Background Adolescents with sensory modulation disorders (SMD) have a high incidence of acting out inappropriately due to difficulty focusing and self-regulating. Use of sensory modulation interventions implemented by Occupational Therapists (OT) has been successful in other settings.
Objectives The purpose of this study is to examine the effectiveness of sensory modalities and engagement in sensory-based activities for decreasing the number of ‘acting out’ behaviours during classroom sessions on an adolescent inpatient psychiatric unit to <2/day.
Methods During this nine week 2^3 factorial planned experimentation (PE) all patients, with or without SMD, who participated in OT were offered specific sensory modalities which included weighted vests, vibrating snake, and weighted lap pad as they worked on sensory-based activities during the OT sessions.

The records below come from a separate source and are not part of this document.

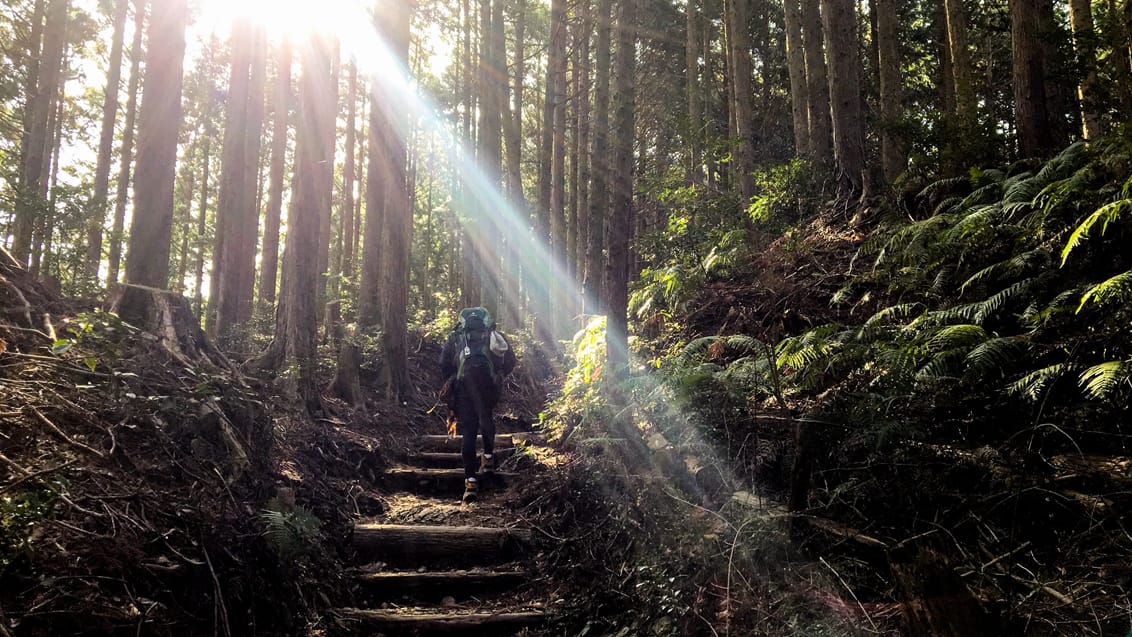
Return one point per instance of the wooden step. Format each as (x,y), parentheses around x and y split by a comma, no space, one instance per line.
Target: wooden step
(436,585)
(442,442)
(442,481)
(452,459)
(442,621)
(418,545)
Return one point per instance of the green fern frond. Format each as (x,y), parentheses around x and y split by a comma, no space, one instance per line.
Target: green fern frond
(1100,380)
(1031,385)
(957,336)
(995,354)
(1116,289)
(1104,215)
(893,313)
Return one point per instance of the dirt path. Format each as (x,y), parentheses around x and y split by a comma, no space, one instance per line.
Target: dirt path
(430,565)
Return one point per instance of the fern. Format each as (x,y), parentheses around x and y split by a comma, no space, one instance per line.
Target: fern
(1031,385)
(1100,380)
(1116,289)
(1104,215)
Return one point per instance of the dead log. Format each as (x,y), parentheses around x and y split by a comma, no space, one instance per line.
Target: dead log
(170,318)
(451,545)
(439,481)
(432,622)
(442,442)
(440,459)
(935,601)
(436,585)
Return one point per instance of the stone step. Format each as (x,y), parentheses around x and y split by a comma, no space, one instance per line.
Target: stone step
(416,545)
(442,442)
(438,584)
(440,481)
(452,459)
(443,621)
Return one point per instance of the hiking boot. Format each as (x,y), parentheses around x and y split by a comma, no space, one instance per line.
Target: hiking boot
(487,464)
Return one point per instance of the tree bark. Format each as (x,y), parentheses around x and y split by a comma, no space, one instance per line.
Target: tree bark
(1031,106)
(796,68)
(296,319)
(840,23)
(742,95)
(42,105)
(237,218)
(893,153)
(399,216)
(1085,43)
(593,277)
(159,122)
(105,143)
(821,127)
(622,201)
(960,57)
(127,152)
(269,250)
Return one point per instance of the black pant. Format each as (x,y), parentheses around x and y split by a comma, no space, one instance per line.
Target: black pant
(473,416)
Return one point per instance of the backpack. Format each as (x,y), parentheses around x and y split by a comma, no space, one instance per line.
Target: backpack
(479,349)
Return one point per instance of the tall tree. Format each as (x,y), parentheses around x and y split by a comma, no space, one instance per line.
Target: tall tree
(105,141)
(1085,42)
(399,213)
(796,68)
(126,162)
(839,19)
(151,229)
(893,155)
(1031,105)
(622,200)
(41,106)
(821,127)
(599,163)
(237,216)
(296,318)
(269,250)
(738,37)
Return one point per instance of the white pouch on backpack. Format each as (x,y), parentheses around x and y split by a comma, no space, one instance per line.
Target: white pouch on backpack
(499,345)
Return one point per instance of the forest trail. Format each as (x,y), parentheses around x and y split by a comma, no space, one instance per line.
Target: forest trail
(430,565)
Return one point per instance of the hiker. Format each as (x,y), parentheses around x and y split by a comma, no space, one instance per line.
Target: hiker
(474,360)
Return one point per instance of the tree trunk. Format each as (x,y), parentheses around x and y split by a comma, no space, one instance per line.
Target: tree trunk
(269,251)
(960,65)
(821,127)
(1085,43)
(692,85)
(296,320)
(399,216)
(127,152)
(349,178)
(1031,108)
(742,94)
(893,154)
(42,105)
(203,222)
(159,121)
(796,67)
(622,201)
(600,165)
(840,22)
(105,144)
(237,218)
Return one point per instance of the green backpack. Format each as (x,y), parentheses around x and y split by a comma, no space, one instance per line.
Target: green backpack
(474,358)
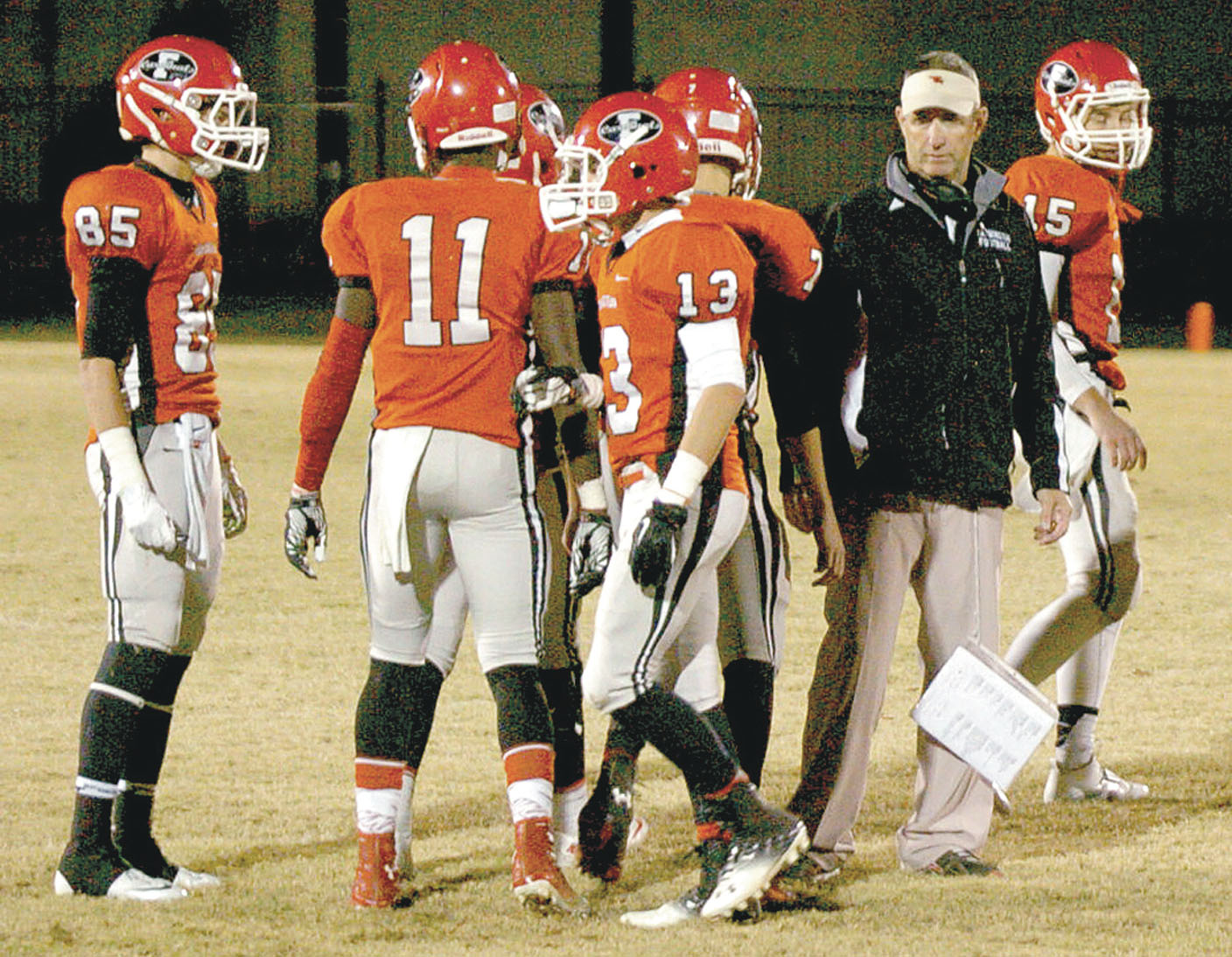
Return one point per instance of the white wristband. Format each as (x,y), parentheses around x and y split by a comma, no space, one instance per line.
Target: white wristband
(684,477)
(120,450)
(591,495)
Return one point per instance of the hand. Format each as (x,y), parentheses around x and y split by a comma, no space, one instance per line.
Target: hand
(1121,441)
(234,501)
(800,506)
(654,543)
(830,552)
(145,519)
(305,521)
(1054,515)
(591,553)
(537,388)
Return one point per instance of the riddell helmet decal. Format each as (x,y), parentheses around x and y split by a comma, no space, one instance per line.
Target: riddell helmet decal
(168,66)
(1059,78)
(618,126)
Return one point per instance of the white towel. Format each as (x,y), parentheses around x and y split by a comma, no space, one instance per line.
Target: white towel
(396,455)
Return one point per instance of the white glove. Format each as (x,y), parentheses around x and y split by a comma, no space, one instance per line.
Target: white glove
(141,513)
(537,388)
(145,519)
(234,501)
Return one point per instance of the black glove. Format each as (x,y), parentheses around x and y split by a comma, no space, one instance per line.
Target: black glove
(654,543)
(591,553)
(305,521)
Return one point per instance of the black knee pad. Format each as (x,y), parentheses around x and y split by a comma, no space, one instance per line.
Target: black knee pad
(136,669)
(382,713)
(522,709)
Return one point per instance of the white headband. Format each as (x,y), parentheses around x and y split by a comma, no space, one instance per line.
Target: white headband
(942,90)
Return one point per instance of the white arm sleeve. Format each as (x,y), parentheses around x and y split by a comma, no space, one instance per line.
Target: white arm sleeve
(712,353)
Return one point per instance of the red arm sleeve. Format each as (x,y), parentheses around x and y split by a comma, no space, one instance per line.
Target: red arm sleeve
(328,399)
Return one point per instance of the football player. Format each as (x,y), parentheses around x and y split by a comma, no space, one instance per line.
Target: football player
(542,129)
(754,574)
(142,248)
(674,301)
(450,473)
(1092,108)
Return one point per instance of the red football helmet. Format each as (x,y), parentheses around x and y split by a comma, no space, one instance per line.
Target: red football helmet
(722,116)
(542,132)
(1087,76)
(626,150)
(461,96)
(186,95)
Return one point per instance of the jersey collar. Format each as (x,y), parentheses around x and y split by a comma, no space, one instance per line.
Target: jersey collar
(636,233)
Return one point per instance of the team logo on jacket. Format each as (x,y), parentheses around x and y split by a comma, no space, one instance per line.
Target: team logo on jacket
(627,127)
(1059,78)
(993,239)
(168,66)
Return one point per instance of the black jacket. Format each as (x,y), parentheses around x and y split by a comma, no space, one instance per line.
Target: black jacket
(959,340)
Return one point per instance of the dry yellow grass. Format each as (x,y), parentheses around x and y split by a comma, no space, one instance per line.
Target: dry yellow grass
(257,782)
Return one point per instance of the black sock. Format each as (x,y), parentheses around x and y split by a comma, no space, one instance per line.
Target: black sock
(522,709)
(425,688)
(382,713)
(748,700)
(684,738)
(108,723)
(135,806)
(562,688)
(1068,717)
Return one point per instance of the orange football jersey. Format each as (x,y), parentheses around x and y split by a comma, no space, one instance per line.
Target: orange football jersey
(452,262)
(787,250)
(1077,212)
(674,272)
(130,212)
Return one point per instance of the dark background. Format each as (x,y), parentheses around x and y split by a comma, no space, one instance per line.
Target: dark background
(332,78)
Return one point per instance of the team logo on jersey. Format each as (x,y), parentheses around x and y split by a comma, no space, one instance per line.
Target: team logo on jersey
(627,127)
(1059,78)
(993,239)
(168,66)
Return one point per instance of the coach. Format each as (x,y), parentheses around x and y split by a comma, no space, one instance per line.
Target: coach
(941,268)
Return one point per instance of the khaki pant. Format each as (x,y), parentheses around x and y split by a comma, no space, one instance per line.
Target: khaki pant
(950,557)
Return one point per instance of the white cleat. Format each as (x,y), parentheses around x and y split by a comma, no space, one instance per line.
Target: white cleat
(1090,781)
(195,880)
(130,884)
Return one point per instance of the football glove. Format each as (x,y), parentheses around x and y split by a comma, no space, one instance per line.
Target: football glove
(234,501)
(654,543)
(145,519)
(591,553)
(305,521)
(537,388)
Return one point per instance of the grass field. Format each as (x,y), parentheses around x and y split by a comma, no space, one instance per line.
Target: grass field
(257,781)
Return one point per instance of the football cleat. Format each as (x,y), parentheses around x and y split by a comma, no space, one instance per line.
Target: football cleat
(537,881)
(960,863)
(1090,781)
(764,842)
(376,880)
(195,880)
(105,875)
(688,906)
(801,882)
(606,827)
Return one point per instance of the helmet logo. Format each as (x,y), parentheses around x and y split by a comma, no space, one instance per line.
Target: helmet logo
(627,127)
(1059,78)
(546,118)
(168,66)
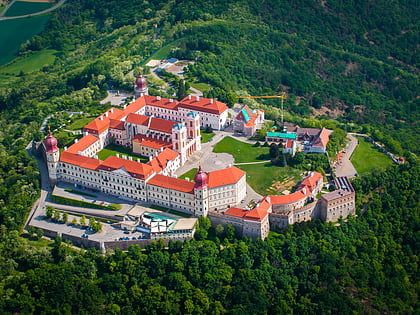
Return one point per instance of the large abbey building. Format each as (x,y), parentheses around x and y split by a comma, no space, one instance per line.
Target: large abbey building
(167,132)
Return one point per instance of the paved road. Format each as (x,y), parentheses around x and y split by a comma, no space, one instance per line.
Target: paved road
(32,14)
(346,168)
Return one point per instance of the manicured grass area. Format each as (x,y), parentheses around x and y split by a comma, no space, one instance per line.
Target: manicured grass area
(14,32)
(241,151)
(200,86)
(79,123)
(190,174)
(205,137)
(269,179)
(30,63)
(367,157)
(23,7)
(113,149)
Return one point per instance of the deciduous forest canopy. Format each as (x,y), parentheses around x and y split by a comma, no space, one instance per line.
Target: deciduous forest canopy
(359,58)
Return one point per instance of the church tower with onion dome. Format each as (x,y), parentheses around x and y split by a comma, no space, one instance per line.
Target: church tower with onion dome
(52,154)
(141,87)
(201,193)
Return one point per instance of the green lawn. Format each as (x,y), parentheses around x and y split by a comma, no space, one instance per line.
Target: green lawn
(242,152)
(113,149)
(367,157)
(14,32)
(268,179)
(190,174)
(163,52)
(30,63)
(79,123)
(23,7)
(205,137)
(200,86)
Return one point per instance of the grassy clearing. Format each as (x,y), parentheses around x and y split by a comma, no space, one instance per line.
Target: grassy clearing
(113,149)
(23,7)
(190,174)
(242,152)
(205,137)
(367,158)
(30,63)
(163,52)
(79,123)
(200,86)
(14,32)
(268,179)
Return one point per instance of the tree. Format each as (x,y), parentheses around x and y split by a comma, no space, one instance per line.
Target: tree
(274,151)
(39,233)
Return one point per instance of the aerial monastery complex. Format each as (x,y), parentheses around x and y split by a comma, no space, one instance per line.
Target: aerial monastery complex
(167,133)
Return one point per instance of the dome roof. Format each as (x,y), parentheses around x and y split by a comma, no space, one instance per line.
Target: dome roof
(51,143)
(200,179)
(140,82)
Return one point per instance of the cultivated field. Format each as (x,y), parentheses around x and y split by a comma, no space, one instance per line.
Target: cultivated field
(15,32)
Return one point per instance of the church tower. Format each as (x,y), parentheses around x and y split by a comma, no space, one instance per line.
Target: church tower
(179,141)
(193,129)
(52,154)
(201,194)
(141,87)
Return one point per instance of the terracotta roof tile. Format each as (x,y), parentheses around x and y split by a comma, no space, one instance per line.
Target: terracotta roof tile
(135,169)
(162,102)
(226,176)
(80,160)
(203,105)
(172,183)
(82,144)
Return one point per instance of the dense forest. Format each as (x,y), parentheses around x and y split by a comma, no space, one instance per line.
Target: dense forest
(358,57)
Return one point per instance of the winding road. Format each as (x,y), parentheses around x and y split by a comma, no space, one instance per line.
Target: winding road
(3,18)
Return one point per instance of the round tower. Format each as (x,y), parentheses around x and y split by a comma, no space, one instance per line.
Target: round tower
(141,87)
(201,193)
(52,154)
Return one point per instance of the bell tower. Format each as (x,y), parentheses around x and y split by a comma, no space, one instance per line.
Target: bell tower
(52,154)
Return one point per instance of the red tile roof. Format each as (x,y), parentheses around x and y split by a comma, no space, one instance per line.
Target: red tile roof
(135,169)
(172,183)
(224,176)
(82,144)
(79,160)
(162,102)
(152,142)
(138,119)
(203,105)
(135,106)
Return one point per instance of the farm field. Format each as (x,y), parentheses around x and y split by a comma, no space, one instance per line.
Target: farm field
(241,151)
(30,63)
(15,32)
(367,158)
(27,7)
(268,179)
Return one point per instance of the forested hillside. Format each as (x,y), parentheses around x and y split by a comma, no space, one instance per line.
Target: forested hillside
(357,58)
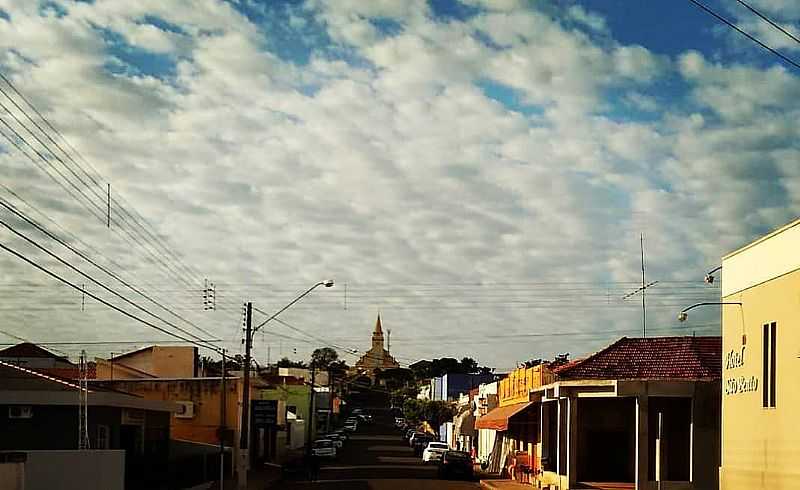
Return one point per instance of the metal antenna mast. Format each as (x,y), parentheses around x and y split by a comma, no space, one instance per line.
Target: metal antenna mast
(644,307)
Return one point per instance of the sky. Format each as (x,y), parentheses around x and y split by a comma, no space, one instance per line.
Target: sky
(481,173)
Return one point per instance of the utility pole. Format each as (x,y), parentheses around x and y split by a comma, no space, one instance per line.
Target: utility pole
(222,404)
(330,399)
(244,440)
(644,308)
(83,404)
(311,415)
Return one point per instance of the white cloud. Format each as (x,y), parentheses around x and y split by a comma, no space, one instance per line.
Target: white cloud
(589,19)
(403,172)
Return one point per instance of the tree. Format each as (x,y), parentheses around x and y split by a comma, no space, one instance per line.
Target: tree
(286,362)
(435,412)
(469,365)
(323,357)
(394,378)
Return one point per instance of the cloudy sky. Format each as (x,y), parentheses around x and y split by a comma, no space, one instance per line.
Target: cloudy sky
(478,171)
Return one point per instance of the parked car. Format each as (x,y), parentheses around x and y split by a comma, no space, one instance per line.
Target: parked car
(324,448)
(455,464)
(337,439)
(434,451)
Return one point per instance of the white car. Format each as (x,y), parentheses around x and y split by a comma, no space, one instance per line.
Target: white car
(433,453)
(324,448)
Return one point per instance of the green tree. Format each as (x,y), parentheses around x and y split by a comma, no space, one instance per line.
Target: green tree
(323,357)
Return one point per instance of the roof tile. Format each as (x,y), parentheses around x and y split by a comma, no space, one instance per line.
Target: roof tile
(651,358)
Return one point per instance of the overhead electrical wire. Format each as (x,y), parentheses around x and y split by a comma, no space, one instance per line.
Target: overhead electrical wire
(101,300)
(769,21)
(80,254)
(120,207)
(92,279)
(746,34)
(44,159)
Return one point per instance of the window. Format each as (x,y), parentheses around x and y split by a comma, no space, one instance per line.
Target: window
(102,437)
(769,345)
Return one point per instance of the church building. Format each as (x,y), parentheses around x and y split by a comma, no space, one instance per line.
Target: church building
(377,357)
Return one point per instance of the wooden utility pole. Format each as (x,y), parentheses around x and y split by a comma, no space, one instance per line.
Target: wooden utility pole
(311,415)
(222,404)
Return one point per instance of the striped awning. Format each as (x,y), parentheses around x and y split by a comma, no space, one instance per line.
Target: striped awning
(497,419)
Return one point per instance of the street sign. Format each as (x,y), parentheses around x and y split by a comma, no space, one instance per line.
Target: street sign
(264,413)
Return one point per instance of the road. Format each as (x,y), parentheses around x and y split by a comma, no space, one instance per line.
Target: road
(376,458)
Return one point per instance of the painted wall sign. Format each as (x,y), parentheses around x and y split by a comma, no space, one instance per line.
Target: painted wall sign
(734,386)
(734,358)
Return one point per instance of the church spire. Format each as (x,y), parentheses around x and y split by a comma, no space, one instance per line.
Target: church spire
(377,337)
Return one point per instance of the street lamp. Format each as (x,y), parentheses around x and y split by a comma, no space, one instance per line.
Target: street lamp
(683,315)
(327,283)
(244,440)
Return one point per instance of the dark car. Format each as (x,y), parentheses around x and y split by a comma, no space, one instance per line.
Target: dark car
(455,464)
(420,443)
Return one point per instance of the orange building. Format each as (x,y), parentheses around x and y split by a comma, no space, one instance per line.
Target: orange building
(155,361)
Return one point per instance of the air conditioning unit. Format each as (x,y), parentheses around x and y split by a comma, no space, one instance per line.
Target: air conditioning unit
(20,412)
(185,410)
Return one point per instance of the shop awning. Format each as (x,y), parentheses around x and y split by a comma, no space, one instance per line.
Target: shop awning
(497,419)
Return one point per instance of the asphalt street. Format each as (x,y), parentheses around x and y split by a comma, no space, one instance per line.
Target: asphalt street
(376,458)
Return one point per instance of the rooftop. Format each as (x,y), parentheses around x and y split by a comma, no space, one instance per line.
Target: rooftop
(27,349)
(688,358)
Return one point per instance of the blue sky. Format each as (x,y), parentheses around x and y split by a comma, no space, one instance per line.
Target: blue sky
(465,167)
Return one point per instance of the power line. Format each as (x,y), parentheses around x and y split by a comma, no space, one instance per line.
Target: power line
(84,291)
(769,21)
(747,35)
(97,298)
(153,257)
(154,236)
(43,230)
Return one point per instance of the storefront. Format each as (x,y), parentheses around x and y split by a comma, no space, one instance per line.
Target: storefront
(642,413)
(761,363)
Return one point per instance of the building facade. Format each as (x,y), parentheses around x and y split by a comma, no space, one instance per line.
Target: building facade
(642,413)
(761,356)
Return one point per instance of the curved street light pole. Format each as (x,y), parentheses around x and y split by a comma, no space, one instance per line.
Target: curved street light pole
(682,316)
(329,283)
(244,436)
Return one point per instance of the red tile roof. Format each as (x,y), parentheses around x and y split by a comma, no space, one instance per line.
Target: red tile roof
(27,349)
(651,358)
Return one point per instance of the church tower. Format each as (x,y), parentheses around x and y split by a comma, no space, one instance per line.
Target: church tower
(376,357)
(377,336)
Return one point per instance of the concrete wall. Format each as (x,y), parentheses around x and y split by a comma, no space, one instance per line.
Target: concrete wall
(205,397)
(173,361)
(761,446)
(12,476)
(75,470)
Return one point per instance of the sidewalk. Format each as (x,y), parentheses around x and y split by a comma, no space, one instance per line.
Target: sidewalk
(260,479)
(504,484)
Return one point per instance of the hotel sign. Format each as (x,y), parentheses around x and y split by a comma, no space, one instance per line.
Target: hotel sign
(735,385)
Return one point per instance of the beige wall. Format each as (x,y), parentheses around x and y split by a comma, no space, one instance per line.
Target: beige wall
(761,446)
(159,361)
(204,393)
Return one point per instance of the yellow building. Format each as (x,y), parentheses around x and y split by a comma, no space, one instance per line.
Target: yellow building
(761,363)
(155,361)
(377,357)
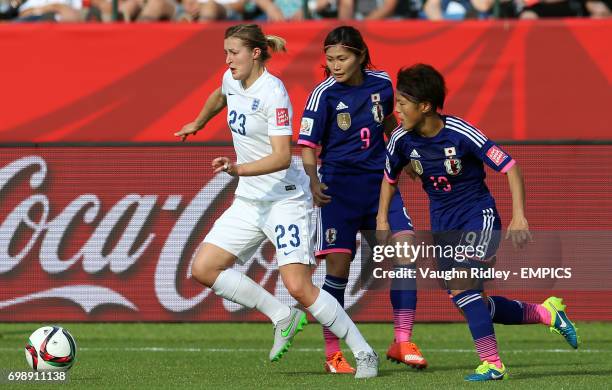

Immediately following OT sessions, observations of patients‘ behaviours were made during the one hour classroom session.
Results Post introduction of sensory modalities, the baseline mean of ‘acting out’ episodes during class decreased for all patients from 14.2 to 1.3/day and SMD patients (account for 92% of episodes) from 12.8 to 1.2/day. Greatest improvement noted for SMD patients post all sensory modalities combination and sensory-based activities from mean of 12.8 to 0.4/day. This intervention replicated with similar outcome as the PE. Goal met and mean <1/day sustained until end of school session.
Conclusions Incorporating sensory modalities into adolescent psychiatric inpatients’ daily routine prior to the formalised classroom setting improves their ability to handle sensory stimuli appropriately and decrease acting out behaviours. Plan to continue monitoring for sustainability and spread to the adult inpatient psychiatric setting.